You can verify that events are being created by running the following command:

log stream --process citadel-browser-agent --predicate 'eventMessage BEGINSWITH "browser agent"' --level debug

configuration

Citadel has sensible defaults, but you can change the configuration of Citadel, for example to change the logging and masking levels or to declare your own blacklist or local IT support e-mail address. Just place a file called citadel-browser-agent.json with the correct format in the /Library/Scripts/Citadel/ directory. See the configuration manual for more information.

macOS configuration profile

The configuration profile, citadel-agent.mobileconfig, bundles everything Citadel needs on macOS:

  • Full Disk Access for the agent binary (so Citadel can run Device Trust queries that inspect directories considered ‘sensitive’ by macOS, like ~/Documents or ~/Downloads).
  • Force-install of the browser extension in Chrome, Edge, Brave and Firefox (see the browser installation page for the browser-side details).

The TCC portion of the configuration profile is enforced only when it is pushed by an MDM. If a user installs the profile manually by double-clicking, macOS accepts it but TCC ignores its contents.

The browser payloads are inert on devices where the corresponding browser is not installed.

If you do not have an MDM, you can still install Citadel manually on endpoints:

  • install the plugin using the Chrome store
  • install the installer
    • when you install the package, you will have to bypass the Gatekeeper warnings saying that the package is unsigned
    • when starting for the first time, end-users will get citadel-browser-agent would like to access your Downloads folder warnings (and they can refuse)

Deploy

Upload the file as a raw configuration profile in your MDM. The upload action is named differently depending on the platform:

  • Jamf Pro — Computers → Configuration Profiles → Upload (next to “New”)
  • Kandji — Library → Add New → Custom Profile → upload the file
  • Mosyle — Profiles → Custom Profile → Upload
  • Microsoft Intune — Devices → Configuration → Create → Apple platform → Custom (Apple)
  • JumpCloud — Policies → New → Mac → Custom Mac Configuration Profile

Code signing

The agent binary is signed with a self-signed code-signing certificate before it is packaged. The signature ensures a stable identity, which is used for granting TCC permissions.

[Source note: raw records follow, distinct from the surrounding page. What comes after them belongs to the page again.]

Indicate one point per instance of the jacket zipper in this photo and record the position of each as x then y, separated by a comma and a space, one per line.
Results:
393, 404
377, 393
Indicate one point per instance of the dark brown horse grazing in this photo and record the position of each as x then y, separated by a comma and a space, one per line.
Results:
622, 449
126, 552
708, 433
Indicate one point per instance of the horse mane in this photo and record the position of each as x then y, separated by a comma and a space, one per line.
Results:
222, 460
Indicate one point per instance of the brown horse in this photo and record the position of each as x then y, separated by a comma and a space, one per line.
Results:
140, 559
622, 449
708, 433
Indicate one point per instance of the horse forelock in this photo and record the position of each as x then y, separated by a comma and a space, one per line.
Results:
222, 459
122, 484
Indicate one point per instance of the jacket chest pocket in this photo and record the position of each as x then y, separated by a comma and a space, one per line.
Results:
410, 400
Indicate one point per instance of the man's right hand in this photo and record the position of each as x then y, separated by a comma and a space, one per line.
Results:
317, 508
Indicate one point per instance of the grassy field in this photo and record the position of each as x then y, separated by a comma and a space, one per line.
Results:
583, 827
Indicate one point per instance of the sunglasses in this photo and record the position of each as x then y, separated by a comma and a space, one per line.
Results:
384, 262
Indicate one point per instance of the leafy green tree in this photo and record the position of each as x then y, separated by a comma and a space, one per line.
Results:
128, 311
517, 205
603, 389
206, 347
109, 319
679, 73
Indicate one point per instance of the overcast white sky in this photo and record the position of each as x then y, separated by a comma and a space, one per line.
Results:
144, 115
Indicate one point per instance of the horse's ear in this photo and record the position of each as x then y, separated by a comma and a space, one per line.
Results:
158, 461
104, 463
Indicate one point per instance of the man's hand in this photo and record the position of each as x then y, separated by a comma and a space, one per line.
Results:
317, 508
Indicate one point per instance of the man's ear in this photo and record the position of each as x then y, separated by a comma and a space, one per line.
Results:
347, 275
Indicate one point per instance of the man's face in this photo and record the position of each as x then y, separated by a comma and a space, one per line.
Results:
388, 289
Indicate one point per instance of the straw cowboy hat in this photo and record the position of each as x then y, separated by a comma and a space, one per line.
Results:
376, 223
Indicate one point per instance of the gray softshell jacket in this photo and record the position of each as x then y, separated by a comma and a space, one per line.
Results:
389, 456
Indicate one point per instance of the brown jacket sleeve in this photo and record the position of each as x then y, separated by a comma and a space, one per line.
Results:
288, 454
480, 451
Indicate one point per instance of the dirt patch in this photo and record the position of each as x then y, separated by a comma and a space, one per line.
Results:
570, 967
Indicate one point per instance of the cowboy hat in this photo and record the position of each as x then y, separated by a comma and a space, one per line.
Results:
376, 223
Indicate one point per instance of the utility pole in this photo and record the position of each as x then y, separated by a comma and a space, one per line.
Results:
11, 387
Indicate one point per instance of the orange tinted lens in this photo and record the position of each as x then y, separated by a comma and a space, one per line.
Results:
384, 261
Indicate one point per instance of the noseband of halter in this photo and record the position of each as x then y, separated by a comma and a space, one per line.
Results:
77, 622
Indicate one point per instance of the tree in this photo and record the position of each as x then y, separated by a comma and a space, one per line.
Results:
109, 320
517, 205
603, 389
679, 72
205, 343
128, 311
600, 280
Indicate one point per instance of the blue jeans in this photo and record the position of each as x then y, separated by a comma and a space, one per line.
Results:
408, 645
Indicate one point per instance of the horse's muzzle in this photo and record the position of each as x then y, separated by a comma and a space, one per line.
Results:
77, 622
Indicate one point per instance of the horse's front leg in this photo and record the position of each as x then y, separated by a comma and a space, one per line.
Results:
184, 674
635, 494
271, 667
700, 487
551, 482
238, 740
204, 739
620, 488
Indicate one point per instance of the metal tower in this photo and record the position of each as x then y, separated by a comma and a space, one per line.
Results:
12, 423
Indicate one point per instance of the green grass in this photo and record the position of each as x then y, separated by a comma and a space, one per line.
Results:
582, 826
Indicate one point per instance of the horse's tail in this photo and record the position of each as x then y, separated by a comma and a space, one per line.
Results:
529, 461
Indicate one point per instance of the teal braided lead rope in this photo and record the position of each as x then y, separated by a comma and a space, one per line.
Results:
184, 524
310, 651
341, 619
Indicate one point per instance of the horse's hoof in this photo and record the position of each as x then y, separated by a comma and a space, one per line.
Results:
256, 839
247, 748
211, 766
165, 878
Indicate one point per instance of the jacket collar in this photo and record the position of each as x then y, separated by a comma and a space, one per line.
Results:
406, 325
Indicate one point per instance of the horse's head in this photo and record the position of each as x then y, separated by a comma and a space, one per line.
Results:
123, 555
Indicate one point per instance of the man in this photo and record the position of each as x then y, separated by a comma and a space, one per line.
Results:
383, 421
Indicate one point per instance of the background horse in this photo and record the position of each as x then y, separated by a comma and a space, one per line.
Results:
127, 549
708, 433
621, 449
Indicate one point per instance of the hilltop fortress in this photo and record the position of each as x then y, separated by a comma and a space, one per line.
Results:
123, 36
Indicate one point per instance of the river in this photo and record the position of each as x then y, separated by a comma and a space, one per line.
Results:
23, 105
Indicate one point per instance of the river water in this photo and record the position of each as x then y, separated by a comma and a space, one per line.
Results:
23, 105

Should you want to build and sign yourself, the signing assets live in bin/build/mac/signing/:

File Purpose
create-cert.sh Generates a fresh self-signed signing certificate (citadel-signing.crt) and private key (citadel-signing.key). Run once per signing identity. Keep the private key safe: anyone with it can produce a binary that satisfies the TCC profile.
import-cert.sh Installs the certificate and key into the build machine’s keychain so codesign can use them. Build machine only the certificate must not be deployed to user machines, since the TCC profile pins the leaf hash directly and no chain trust is required at the endpoint.
sign-binary.sh Signs the main binary and every Mach-O inside the PyInstaller _internal/ directory with the hardened runtime enabled. Called automatically by build.sh.
citadel-agent.mobileconfig The combined MDM profile described above. Pins the agent by install path and by the SHA-1 fingerprint of the signing certificate’s leaf, and force-installs the browser extension.

If you generate a new signing certificate, replace the SHA-1 hash in the CodeRequirement field of the mobileconfig with the new leaf fingerprint. Read it from the freshly-signed binary:

codesign -d --requirements - /Library/Scripts/Citadel/citadel-browser-agent

The line beginning designated => is the exact requirement string to paste in.